In spite of these objections, it is not the case that such a project—or, indeed, such a society—cannot function. Not by any means. If the founders and feudal lords are wise, they’ll make sure that just enough of the property in question is available for sale at a reasonable price on reasonably open markets so that new arrivals can purchase a “homestead” for, say, a few dollars. Oh, and wise feudal lords (Urbit calls them “sponsors,” which strikes me as creepy and vaguely Black Mirror-esque) will be very open-minded about whom they let colonize their sovereign lands. Rent will be free or cheap (until it isn’t). In this way, a thriving economy can, indeed, be bootstrapped. It’s far from egalitarian, but most human societies have functioned this way in practice throughout history.5

Conclusion

As the technology underlying blockchain becomes increasingly commoditized—indeed, Bitcoin, Urbit, Decentraland, and Ethereum are all 100% open source and permissively licensed—factors such as values and economic policies will become more important differentiators. There are in fact many sovereign “islands,” and while the oldest and most popular continue to make progress building “societies,” none have yet achieved mainstream recognition or adoption. This includes Bitcoin, in spite of its relatively egalitarian, stable economics, and Ethereum, which many Bitcoin purists view with scorn because of its aggressive premine.

One big reason blockchain has, by and large, failed to attract much ongoing attention is bad economics (and more generally bad governance). It’s not the only reason—things like poor usability matter a lot too—but it is one of the most important reasons.

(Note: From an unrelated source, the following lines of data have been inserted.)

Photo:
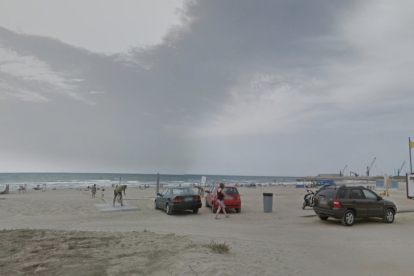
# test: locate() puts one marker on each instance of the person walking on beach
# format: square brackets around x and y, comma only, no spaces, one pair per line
[118,192]
[93,191]
[220,201]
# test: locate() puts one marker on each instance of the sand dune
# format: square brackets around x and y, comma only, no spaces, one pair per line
[72,237]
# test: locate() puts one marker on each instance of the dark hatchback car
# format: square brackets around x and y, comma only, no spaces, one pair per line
[347,203]
[177,198]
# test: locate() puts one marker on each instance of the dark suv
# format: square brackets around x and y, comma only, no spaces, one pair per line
[347,203]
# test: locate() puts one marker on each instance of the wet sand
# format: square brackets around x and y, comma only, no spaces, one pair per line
[288,241]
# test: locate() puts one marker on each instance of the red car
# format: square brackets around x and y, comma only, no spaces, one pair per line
[232,200]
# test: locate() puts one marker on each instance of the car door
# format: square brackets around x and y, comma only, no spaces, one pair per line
[375,206]
[358,199]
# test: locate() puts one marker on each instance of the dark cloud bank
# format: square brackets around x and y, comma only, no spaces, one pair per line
[243,87]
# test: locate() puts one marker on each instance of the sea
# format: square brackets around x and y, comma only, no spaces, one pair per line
[83,180]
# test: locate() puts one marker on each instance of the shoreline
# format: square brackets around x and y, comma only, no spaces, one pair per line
[287,241]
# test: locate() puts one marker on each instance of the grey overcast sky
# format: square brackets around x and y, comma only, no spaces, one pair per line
[237,87]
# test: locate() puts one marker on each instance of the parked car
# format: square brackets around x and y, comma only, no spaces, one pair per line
[347,203]
[232,200]
[178,198]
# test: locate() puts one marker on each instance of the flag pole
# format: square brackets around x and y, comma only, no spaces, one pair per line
[409,147]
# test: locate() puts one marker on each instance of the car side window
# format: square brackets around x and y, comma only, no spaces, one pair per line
[356,194]
[342,193]
[370,195]
[165,192]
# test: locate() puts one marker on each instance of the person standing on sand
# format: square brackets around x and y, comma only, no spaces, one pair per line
[220,201]
[118,192]
[93,191]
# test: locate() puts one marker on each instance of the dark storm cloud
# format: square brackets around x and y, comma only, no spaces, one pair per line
[235,89]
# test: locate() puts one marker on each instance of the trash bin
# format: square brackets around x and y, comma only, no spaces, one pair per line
[267,202]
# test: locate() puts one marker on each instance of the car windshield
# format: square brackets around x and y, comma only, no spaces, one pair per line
[182,191]
[231,191]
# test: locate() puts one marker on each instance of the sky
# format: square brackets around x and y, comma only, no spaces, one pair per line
[237,87]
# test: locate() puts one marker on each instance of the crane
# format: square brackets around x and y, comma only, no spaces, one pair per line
[399,170]
[369,168]
[341,173]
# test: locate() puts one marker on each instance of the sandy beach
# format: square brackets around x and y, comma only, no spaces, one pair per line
[63,232]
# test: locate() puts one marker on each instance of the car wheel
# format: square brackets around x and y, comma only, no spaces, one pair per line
[213,209]
[388,216]
[322,217]
[348,218]
[168,209]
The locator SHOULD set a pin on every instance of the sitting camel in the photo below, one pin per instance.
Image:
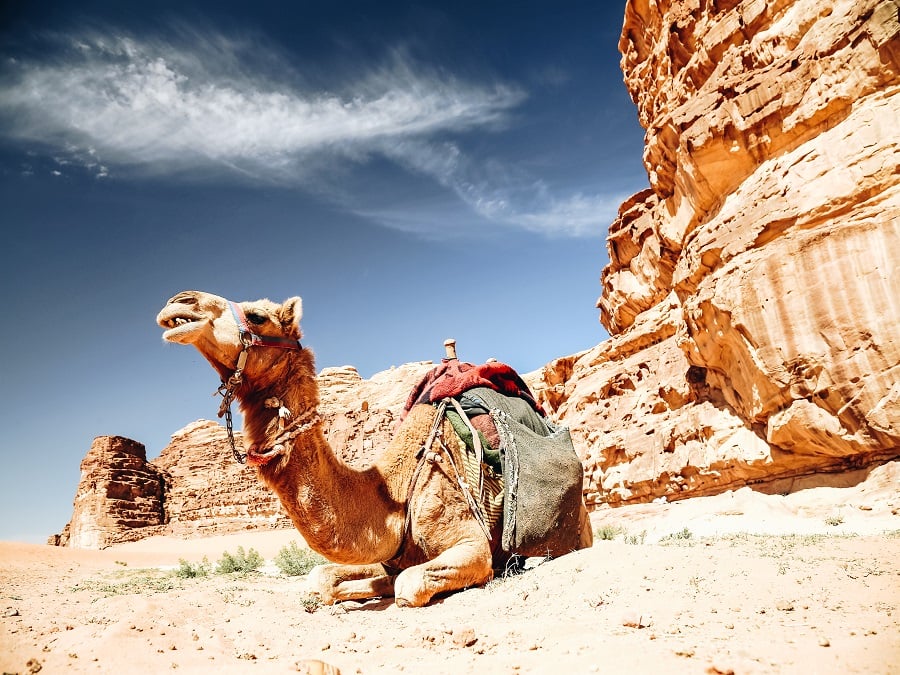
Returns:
(401, 527)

When a founding team decides to keep a disproportionately large percentage of future wealth, ownership, and influence for themselves and their friends, rather than sharing the love with later arrivals, they’ve poisoned the socio-economic well forever.

Sadly, this pattern of behavior has been all too common among blockchain projects. It smacks of self-righteousness, self-importance, hubris, and nepotism. These human traits and this way of doing business are of course very common in the world today, but in the blockchain space, which to me is about fairness, inclusivity, creating opportunity, and building a better system, they’re hypocritical. They have no place in a healthy, decentralized ecosystem and I, for one, would prefer to leave them in the off-chain world.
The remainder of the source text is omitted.